Successes and failures at NATO parliamentary assembly
Undoubtedly, the Parliamentary assembly of NATO was the biggest event of this week, if not indeed the landmark event in the independent country. Around 300 MPs from 19 member and 16 associate states took part in the discussions on NATO enlargement, European security and defence identity and developments in southeastern Europe, Kaliningrad and Belarus. It was unilaterally hailed as a great success by NATO countries' parliamentarians, some of whom had lower expectations of the country and Lithuanian politicians alike, who were in general satisfied with the symbolism of the event.

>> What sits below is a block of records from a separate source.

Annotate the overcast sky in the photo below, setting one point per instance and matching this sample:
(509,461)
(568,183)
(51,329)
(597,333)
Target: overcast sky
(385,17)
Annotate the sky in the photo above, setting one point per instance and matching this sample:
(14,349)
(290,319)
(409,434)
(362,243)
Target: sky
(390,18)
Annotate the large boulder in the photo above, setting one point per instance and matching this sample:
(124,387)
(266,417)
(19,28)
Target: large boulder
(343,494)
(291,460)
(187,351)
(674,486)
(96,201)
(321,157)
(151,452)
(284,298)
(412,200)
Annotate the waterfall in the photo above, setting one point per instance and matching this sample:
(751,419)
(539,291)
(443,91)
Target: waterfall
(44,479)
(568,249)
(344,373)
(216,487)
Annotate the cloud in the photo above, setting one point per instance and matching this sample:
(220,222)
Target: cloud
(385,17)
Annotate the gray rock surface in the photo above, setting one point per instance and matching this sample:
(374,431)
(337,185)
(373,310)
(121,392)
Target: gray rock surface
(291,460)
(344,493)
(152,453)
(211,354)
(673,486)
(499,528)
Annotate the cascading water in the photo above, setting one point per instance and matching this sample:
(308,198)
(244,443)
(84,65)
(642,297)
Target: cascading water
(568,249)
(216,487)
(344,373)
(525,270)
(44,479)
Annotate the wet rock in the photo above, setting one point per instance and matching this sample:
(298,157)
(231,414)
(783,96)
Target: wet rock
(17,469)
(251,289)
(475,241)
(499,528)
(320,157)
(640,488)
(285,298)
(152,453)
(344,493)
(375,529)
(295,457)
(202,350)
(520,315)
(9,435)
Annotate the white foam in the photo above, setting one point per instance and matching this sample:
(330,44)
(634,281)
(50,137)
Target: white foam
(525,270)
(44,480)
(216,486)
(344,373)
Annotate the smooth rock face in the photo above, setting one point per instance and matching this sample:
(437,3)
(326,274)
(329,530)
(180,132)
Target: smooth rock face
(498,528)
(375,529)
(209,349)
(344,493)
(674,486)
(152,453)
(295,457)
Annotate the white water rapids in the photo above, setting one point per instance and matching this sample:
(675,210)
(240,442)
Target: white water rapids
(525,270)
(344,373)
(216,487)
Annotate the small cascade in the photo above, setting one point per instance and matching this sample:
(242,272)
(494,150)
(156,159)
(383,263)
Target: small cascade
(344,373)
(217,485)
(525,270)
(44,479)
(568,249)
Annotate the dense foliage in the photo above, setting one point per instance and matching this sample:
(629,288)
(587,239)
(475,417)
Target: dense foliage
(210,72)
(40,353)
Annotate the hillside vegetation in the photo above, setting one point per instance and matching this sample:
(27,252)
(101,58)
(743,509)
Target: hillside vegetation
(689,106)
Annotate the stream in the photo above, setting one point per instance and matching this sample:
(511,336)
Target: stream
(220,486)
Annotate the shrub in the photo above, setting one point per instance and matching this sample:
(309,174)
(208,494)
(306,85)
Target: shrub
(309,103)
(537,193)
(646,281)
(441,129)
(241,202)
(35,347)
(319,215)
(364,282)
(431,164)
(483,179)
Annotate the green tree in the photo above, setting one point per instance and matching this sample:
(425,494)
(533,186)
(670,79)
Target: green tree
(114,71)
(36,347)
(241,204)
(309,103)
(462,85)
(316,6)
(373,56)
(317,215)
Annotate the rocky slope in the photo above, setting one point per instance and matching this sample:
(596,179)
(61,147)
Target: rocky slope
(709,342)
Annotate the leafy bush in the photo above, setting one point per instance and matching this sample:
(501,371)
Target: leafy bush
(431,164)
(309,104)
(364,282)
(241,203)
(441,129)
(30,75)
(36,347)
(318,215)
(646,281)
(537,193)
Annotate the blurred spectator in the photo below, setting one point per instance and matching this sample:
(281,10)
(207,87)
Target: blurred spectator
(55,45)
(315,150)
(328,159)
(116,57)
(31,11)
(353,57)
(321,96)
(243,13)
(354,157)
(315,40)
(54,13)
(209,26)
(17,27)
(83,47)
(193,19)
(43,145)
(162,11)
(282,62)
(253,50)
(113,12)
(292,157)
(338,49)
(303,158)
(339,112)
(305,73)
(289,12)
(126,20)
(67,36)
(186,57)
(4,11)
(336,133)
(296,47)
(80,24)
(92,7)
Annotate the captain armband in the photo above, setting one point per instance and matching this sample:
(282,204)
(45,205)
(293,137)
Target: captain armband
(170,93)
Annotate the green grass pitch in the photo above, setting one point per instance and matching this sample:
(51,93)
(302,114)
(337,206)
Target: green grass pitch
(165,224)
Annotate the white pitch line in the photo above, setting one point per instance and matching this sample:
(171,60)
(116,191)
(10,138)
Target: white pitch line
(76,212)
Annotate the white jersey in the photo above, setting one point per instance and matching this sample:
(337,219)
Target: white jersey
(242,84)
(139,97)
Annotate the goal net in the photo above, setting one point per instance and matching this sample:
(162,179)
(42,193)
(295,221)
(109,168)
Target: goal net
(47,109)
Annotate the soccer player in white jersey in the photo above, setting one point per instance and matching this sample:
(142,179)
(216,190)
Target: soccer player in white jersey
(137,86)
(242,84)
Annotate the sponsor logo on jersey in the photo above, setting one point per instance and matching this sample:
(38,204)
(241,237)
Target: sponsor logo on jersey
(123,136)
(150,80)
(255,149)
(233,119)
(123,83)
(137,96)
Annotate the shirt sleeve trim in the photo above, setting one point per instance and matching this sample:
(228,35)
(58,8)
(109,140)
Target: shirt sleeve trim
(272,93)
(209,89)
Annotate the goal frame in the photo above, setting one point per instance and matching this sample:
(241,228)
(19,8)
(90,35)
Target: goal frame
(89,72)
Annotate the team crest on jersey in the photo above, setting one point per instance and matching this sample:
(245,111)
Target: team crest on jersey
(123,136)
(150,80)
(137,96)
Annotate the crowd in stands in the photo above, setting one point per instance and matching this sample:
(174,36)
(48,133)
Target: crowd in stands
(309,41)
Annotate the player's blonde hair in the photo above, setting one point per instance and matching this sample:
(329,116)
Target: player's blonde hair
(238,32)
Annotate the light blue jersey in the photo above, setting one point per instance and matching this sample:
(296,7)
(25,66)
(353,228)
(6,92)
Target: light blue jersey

The assembly adopted two documents on NATO enlargement and situations in the Balkans. In the first declaration, based on attempts from the Lithuanian side, a paragraph was added to emphasize that no third country (read: Russia) has veto right over enlargement.

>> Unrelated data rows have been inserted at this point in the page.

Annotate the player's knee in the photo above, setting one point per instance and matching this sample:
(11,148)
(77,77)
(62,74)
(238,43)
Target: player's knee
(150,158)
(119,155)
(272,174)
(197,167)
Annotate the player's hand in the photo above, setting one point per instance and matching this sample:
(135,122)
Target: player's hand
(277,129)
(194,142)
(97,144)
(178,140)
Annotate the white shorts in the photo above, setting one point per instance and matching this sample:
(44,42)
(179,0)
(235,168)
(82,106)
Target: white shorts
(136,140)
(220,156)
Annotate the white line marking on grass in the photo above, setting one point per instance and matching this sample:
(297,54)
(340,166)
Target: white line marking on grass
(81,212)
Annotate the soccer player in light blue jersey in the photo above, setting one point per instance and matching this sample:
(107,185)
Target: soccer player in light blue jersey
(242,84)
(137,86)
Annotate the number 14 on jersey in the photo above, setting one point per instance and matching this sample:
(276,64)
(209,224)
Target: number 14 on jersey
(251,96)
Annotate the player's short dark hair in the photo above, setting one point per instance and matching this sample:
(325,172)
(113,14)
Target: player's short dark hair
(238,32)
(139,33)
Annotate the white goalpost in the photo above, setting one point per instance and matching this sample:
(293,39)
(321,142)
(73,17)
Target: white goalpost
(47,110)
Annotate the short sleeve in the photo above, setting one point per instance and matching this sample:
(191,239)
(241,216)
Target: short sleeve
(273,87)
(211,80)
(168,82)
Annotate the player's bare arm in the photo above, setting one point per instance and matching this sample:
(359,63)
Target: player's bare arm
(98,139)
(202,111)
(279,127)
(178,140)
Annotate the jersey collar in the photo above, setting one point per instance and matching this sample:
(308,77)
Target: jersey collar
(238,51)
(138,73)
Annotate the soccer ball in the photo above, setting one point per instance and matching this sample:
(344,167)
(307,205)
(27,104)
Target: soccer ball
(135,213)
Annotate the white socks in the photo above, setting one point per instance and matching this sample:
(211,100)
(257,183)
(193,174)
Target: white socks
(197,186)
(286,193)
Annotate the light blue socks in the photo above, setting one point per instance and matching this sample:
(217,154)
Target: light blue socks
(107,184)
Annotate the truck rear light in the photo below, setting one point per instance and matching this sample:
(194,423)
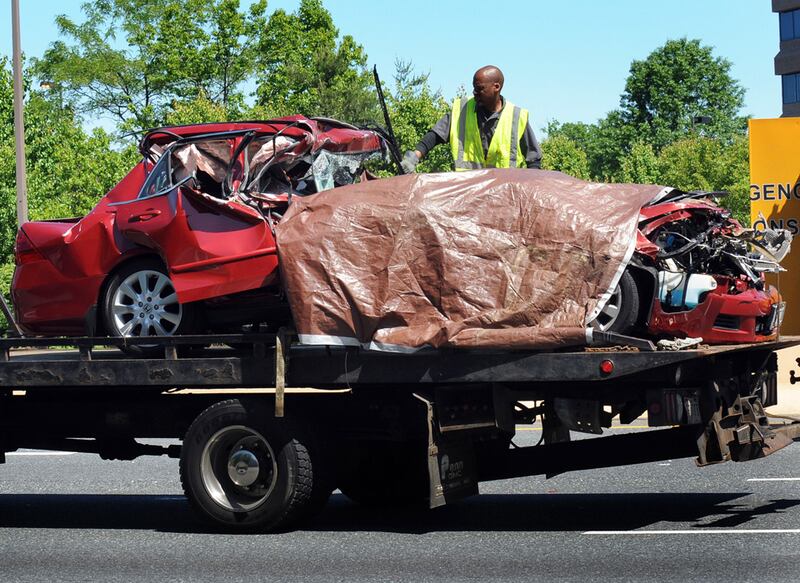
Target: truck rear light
(24,251)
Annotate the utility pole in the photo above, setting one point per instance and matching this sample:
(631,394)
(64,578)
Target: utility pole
(19,124)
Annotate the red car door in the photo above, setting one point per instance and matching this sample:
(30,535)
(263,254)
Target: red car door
(211,246)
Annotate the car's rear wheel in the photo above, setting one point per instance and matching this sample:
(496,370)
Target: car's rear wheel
(140,300)
(621,312)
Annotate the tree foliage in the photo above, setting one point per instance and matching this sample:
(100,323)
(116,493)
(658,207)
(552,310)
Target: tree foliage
(561,153)
(676,83)
(130,60)
(68,170)
(414,108)
(303,67)
(654,137)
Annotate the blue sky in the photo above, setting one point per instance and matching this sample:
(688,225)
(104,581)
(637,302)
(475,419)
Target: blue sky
(563,60)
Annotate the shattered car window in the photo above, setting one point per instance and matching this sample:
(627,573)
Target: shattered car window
(158,180)
(332,169)
(207,161)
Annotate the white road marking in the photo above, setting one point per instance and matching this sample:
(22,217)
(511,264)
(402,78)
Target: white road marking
(34,453)
(695,531)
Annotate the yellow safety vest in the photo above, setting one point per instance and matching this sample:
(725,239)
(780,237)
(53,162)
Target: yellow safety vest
(504,149)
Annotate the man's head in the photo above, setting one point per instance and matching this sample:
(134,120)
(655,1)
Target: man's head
(486,86)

However, no concrete membership prospects or guarantees emerged during the assembly work in Vilnius. Secretary General Lord Robertson spoke about the importance of both military and political aspects in assessing further feasibility of the enlargement, evaluating primarily the situation of democracy in the candidate countries. He claimed that there is still a lot to do for the candidates in the remaining year until the Prague summit in 2002. Speaking of Lithuania, he emphasized the importance of a political agreement signed by all Seimas parties to support security and defence policy priorities as a sign of unity and consensus.
Chechens ask for refuge
Sixteen Chechens, so far the largest group from the country, asked for political refugee upon their arrival at the Vilnius railway station. Five men, four women and seven children were travelling on a Russian passenger train to Kaliningrad when they got off in Vilnius. Lithuanian border guards allowed them an initial temporary stay in the country. They are to live in Pabrade foreigners' registration centre until authorities consider their cases.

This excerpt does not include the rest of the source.